Another thing he often does is take hold of the membranes while wearing a rectal palpation sleeve, and start pulling gently to see how much comes out. “If it’s stuck, I stop, and while still holding the placenta I’ll invert the rectal sleeve over it. Now the portion of the placenta that’s outside the cow is inside the plastic sleeve and not dragging around on the ground,” says Callan. He ties a knot in it and this shortens it up so it stays cleaner and won’t be stepped on and torn. This also keeps a little weight on the placenta, for gravity to help ease it on out.

“In the dairy industry many people flush the uterus with Betadine solution or some other antiseptic if the cow retains her placenta, but this is highly controversial,” says England. “Putting fluid into the uterus helps loosen things up, or at least that’s what we think. Normally I haven’t had to do that in beef cows. If you give them a few days to shed it, everything seems to clean up and the uterus remains healthy. If cows are out moving about, and not having other problems concurrently (such as a metritis that turns into an infection), they go ahead and shed the placenta,” says England. A cow with retained placenta may shed it faster if she can be moving around than if she is confined with very little exercise.

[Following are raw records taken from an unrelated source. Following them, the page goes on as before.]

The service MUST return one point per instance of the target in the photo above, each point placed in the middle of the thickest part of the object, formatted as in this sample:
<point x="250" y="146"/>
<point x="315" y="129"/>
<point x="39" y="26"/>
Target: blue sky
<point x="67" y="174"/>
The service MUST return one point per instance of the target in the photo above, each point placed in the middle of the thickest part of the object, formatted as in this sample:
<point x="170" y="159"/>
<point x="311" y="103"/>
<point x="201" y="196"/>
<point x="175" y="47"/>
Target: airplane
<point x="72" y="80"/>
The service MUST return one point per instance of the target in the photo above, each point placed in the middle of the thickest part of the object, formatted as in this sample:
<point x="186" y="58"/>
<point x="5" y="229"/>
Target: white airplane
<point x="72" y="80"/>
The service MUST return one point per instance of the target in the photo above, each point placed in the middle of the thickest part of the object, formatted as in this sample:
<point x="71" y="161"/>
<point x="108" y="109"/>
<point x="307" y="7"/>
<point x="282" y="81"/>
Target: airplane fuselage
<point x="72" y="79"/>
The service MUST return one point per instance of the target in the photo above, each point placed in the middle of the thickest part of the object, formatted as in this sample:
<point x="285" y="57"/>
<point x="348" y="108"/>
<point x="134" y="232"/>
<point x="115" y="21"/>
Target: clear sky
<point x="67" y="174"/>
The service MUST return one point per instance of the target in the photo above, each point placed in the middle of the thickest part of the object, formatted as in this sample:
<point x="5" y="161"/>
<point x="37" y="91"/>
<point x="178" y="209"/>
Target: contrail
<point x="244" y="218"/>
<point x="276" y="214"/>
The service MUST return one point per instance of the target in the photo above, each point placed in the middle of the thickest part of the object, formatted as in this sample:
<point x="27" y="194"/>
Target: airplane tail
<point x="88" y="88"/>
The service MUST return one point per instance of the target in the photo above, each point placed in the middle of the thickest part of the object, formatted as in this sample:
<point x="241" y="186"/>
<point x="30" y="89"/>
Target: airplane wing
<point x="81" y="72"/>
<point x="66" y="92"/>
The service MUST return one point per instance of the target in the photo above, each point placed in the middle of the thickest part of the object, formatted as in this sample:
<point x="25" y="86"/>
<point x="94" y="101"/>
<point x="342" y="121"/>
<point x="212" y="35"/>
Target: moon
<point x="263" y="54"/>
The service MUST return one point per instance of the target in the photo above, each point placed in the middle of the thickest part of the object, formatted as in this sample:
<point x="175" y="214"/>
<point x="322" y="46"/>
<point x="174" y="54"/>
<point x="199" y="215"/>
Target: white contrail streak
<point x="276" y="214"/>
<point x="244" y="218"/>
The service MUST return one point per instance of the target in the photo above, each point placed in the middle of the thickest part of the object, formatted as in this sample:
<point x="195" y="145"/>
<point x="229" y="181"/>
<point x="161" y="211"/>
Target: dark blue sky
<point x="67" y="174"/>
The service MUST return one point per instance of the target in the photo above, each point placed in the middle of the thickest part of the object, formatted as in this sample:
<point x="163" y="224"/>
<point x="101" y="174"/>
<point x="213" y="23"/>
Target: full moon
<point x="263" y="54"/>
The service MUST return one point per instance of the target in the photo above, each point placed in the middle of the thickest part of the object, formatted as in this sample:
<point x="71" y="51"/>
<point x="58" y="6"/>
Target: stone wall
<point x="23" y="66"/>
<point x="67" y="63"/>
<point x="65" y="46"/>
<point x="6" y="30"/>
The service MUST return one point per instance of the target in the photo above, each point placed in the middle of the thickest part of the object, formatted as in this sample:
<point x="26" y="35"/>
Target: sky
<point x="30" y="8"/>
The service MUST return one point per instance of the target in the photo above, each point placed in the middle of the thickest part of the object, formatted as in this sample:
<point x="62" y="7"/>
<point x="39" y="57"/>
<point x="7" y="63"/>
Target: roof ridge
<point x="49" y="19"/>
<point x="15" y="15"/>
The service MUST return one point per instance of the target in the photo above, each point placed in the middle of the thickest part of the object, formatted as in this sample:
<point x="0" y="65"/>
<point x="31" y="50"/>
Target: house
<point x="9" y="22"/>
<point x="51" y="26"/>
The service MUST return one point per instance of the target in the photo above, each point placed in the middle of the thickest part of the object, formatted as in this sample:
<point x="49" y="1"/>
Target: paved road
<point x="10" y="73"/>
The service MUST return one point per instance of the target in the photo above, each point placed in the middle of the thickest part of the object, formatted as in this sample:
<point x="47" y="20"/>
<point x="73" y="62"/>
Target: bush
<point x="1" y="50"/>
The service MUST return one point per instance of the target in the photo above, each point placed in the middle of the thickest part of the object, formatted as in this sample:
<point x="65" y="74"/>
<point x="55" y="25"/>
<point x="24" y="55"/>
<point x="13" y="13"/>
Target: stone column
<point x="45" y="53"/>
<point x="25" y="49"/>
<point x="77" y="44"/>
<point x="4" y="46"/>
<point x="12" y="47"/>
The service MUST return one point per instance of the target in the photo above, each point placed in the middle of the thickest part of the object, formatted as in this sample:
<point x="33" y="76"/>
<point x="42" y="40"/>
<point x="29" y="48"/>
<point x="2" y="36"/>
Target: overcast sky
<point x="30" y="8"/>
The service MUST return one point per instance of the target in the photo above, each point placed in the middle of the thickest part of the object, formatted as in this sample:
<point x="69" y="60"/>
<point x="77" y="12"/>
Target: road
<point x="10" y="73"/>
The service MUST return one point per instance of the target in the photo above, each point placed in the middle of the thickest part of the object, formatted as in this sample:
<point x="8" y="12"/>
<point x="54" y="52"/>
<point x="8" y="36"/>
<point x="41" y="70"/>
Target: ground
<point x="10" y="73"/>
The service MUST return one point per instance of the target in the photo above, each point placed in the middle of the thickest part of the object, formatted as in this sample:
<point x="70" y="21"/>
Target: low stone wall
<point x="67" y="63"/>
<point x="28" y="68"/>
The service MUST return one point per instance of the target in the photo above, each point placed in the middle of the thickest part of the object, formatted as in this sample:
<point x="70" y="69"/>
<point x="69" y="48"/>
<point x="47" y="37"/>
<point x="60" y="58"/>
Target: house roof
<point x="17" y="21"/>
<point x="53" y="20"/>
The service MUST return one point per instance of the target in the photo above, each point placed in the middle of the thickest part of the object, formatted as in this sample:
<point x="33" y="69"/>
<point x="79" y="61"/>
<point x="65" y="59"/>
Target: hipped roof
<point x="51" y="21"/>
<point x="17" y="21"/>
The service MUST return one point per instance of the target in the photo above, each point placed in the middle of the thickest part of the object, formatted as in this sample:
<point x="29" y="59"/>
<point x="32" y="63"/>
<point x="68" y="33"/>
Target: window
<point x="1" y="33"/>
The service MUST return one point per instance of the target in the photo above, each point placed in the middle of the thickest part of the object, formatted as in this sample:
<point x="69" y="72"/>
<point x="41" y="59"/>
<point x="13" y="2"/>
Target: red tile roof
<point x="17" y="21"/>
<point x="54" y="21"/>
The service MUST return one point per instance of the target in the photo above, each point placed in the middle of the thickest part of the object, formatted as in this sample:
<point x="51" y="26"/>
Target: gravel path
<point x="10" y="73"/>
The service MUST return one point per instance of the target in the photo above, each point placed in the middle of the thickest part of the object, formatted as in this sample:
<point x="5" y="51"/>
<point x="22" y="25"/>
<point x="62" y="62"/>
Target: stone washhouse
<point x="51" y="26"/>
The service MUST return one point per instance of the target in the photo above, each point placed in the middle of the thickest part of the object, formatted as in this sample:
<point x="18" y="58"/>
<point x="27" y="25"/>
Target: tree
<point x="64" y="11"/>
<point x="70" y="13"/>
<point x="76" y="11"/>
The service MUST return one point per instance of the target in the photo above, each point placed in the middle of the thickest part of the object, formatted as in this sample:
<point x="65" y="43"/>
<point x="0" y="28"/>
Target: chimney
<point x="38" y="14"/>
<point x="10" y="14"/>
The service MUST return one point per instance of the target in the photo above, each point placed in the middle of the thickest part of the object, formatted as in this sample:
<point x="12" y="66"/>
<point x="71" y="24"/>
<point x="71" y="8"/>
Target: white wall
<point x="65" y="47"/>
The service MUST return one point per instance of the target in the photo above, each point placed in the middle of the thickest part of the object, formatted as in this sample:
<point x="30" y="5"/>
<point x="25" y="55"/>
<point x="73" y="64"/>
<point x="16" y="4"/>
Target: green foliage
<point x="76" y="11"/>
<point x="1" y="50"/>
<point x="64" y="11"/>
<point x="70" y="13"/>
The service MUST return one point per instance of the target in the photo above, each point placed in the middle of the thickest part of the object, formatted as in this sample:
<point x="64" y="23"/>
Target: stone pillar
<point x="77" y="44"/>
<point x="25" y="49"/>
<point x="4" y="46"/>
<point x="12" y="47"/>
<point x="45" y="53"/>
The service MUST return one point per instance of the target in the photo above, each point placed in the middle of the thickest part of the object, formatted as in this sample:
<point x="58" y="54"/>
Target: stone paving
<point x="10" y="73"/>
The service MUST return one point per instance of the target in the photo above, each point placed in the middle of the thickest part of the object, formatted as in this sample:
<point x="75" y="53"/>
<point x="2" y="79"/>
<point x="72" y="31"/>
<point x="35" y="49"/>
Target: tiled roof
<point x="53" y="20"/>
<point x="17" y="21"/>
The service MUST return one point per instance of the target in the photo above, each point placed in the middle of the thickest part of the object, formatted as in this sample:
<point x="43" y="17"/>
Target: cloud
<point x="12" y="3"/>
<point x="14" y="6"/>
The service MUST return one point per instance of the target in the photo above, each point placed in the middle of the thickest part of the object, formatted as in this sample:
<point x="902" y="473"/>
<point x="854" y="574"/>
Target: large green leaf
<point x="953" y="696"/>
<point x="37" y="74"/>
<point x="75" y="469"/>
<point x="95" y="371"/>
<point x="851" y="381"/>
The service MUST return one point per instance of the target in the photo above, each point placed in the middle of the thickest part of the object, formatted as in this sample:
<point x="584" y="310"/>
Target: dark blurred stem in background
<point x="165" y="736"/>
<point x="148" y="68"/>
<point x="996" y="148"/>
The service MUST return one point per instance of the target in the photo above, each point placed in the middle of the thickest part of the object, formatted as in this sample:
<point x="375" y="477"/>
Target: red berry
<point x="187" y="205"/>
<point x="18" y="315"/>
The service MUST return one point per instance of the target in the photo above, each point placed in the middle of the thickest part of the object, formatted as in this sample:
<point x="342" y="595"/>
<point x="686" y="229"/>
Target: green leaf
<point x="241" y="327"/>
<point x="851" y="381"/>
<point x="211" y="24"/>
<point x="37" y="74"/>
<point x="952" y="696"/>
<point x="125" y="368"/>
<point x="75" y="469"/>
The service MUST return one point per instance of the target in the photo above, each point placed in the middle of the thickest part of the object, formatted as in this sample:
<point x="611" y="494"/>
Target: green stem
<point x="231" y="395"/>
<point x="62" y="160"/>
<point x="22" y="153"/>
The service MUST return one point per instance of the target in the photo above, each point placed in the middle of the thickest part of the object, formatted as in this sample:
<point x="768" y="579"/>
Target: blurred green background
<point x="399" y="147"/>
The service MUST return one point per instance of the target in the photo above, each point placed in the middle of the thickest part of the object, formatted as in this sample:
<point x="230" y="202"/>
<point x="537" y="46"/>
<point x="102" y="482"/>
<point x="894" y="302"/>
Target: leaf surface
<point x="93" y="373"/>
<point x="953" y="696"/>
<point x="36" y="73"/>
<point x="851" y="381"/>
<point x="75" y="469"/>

“The main treatment for most cases is just tincture of time, and monitoring the cow to make sure she doesn’t have a fever that would indicate infection,” he says. If she becomes dull or goes off feed, she’ll need antibiotic treatment. If she hasn’t cleaned within about six days it might be good to check her, to make sure she doesn’t have an infection. By then however, the membranes are usually starting to work on out, and you just need to monitor and make sure they are shed without further complications.

If the cow does not develop serious infection she’ll eventually clear the temporary inflammation and local infection and have normal fertility afterward, especially if she is not bred again until at least 60 days after calving — to give the reproductive tract a chance to get back to normal again.

Callan says the main thing is to monitor the cow until she cleans, to make sure she is still eating and feeling good. “If you think she might be sick, check her temperature. If it’s higher than 103F you should treat her with an antibiotic. Choices include penicillin, oxytetracycline or ceftiofur (Excenel). These are all fairly effective for treating septic retrained placenta in which metritis has led to septicemia,” says Callan.

If a rancher has more than an occasional case of retained placenta, England recommends examining the mineral status of the herd. “It would be worthwhile to do blood test trace mineral analyses and see what the deficiencies might be. A blood sample isn’t as good as a liver biopsy, but it does tell you what the mineral status is at that point in time, and gives you a place to start. If things are out of whack it might pay to do some liver biopsies,” says England. If there’s a problem, he recommends working with a cattle nutritionist to develop a trace mineral program to correct the deficiency.